Die Technik nahm keinen Schaden. Pünktlich meldete sich dann auch die Sonne zurück und mit nur kleiner Verzögerung konnte das Programm mit der Lübbecker Band Travolter starten. Mit neuen Instrumenten - wegen eines Brandes im Proberaum - und frisch gebügelten weißen, feuerfesten (wie sie behaupten) Anzügen, zeigten die Vier bald, dass sie trotzdem keine Angst vor heißen Klängen bekommen haben und versprachen "ein Feuerwerk der guten Laune mit schmissigen Melodien zum Schunkeln und Pogen" zu zünden. Remmi-Demmi-Rock nennen sie ihre Musik, die sich als gezähmter Spaß-Punk erweist und mit Texten aufwartet, die mit Ironie, ohne sich selbst zu schonen, alles verwurstet, was im täglichen und nächtlichen Leben so anfällt. Einige Punks ließen sich von den eleganten Herren, die sich als gute "Opener" erwiesen auch gern zum Pogen animieren.
Noch näher und mehr in Bewegung kam das Publikum bei der nächsten Band, welche, mit zwei Damen und zwei Herren besetzt, auch Gleichstellungsbeauftragte zum Lächeln bringt.

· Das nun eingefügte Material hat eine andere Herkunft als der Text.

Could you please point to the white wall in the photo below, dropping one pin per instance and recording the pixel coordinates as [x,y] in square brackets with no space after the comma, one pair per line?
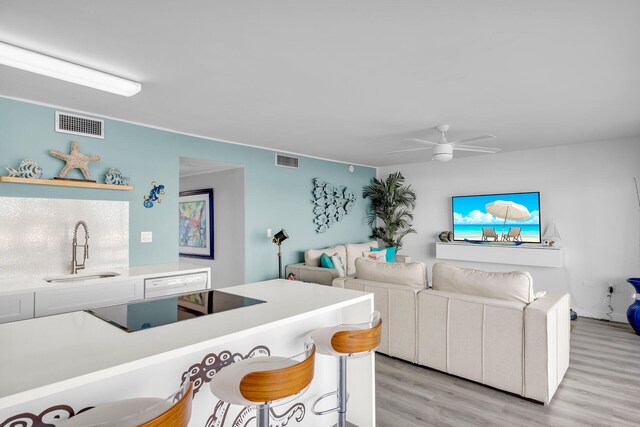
[227,269]
[587,189]
[36,235]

Afteronesummer aus Bielefeld mixen Rock, Metal und Pop und versehen ihr Gebräu noch mit einem guten Schuss Emocore. Ihr Spiel ist fast professionell, lebt von der fetten Gitarre und dem emotionalen Gesang über druckvollem Rhythmus und stieß, trotz Schwächen im Soundmix, nicht nur bei den jüngeren Zuhörern auf viel Anerkennung.
Aus Minden kommen die Herren von Distance in Embrace. In ihrem Sound findet sich fast alles wieder, was im härteren Metalbereich zurzeit angesagt ist. Dabei erweisen sie in ihrem Metier Meisterschaft und lassen schnell erkennen, woher ihr guter Ruf in der Szene stammt. Rasend schnelle Riffs, tiefe Gitarrenklänge, Grunzgesang und Geschrei ließen einige der älteren Gäste weiter nach hinten und an die Getränkestände ausweichen. Der Raum vor der Bühne eignete sich bald auch nur noch für Pogo-Erfahrene: Moschen, Stagediving und Wall of Death Attacken waren angesagt und sorgten, für die bei diesem "Tanzvergnügen" üblichen, blauen Flecken.
Nicht nur für die Fans der härteren Gangart erwies sich dieser erste, im Verlauf immer besser besuchte, Abend der Weserlieder, der bis zum Ende regenfrei blieb, als Partyerfolg und keine der Bands musste ohne kräftigen Applaus und Zugabeforderung von der Bühne.